Wind blew across the nearby river and spat some spray on his shoes. The wind rarely took a moment to rest, but that was fine; it wasn't like his clothes were getting soaked. His arms and head were a bit chilly, though his pockets helped protect his hands, and his beaver mask helped protect his face. A hat kept the sun out of his eyes -- when the clouds weren't doing that -- and the dog tags around his neck didn't do much but click softly. If the bottom half of his face wasn't covered by a cartoon beaver's, it would have been easy to pretend he was wearing a dog collar.

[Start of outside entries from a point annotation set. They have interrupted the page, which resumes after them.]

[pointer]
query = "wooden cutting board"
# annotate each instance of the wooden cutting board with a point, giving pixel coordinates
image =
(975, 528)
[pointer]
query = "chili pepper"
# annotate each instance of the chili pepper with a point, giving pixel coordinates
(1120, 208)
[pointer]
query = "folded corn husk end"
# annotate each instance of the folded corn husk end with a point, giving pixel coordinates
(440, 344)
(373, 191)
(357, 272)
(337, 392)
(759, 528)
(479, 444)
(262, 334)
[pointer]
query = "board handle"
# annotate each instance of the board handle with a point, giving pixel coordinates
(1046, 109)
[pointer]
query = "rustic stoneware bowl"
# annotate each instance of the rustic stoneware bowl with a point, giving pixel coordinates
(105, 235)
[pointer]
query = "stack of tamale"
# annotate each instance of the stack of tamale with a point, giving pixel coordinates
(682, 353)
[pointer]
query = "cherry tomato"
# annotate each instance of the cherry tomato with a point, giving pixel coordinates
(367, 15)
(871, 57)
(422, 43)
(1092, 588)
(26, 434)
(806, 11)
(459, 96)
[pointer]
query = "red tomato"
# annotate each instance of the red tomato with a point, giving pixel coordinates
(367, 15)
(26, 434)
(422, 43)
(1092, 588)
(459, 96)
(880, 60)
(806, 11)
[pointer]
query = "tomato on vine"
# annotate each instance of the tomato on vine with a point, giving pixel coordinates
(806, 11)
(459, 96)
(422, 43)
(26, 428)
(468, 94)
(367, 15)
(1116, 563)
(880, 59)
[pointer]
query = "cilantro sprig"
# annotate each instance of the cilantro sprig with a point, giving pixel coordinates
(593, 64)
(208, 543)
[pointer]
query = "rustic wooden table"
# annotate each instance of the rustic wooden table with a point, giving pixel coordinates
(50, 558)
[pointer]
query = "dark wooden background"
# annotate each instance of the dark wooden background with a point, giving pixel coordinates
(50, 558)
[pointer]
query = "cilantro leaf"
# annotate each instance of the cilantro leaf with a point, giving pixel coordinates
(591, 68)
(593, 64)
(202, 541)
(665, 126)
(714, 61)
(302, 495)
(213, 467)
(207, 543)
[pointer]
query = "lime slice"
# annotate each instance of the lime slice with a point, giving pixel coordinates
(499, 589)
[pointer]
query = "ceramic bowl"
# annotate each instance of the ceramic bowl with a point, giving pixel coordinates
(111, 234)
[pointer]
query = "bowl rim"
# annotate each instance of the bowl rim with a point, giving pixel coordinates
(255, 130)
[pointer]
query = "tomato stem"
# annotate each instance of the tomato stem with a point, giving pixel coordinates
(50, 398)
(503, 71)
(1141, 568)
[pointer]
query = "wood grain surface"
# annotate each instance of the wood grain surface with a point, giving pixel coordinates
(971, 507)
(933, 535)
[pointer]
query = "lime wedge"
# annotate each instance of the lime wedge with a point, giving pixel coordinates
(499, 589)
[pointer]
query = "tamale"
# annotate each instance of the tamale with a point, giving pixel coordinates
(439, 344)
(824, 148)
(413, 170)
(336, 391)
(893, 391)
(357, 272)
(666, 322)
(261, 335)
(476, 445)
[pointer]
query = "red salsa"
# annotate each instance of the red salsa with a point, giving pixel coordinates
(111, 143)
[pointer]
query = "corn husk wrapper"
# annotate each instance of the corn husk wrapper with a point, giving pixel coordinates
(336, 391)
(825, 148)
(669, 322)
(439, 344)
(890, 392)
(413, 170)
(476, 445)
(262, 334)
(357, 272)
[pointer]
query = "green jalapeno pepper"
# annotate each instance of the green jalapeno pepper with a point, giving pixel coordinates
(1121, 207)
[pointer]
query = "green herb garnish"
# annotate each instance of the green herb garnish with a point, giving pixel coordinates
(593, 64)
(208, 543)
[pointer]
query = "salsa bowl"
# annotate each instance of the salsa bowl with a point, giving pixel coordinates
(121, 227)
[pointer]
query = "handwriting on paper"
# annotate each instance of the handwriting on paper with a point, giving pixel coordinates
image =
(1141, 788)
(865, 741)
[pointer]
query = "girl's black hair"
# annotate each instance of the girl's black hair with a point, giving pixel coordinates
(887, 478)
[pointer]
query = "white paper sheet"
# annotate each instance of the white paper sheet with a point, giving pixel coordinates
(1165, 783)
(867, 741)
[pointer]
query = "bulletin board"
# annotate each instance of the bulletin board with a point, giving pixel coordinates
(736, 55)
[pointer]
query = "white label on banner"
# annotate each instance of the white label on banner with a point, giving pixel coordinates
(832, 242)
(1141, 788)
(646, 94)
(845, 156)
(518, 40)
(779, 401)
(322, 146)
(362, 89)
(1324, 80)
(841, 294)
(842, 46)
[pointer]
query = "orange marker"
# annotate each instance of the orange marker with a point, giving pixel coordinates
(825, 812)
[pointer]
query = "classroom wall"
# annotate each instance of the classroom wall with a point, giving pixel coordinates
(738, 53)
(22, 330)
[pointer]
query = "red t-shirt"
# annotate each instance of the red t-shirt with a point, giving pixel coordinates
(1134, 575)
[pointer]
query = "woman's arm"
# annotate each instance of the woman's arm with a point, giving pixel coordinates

His new goal this afternoon was to see how far this path went. It was a sidewalk along the river, lined with a fence on the river side and alternating between open grass and businesses on the other. Bridges arced over his head to let vehicles cross. Neither he nor the kayakers who paddled by needed to stop for traffic. Here by the river, everyone could simply relax. Travis wondered how much the river had teemed with wildlife before humans had settled the area.

Some time later, Travis sat on a bench. His feet needed a break. For an instant, he wished he was back in his hotel room. He opened the bag of jerky he had brought with him, then took the beaver mask off and folded it over his leg.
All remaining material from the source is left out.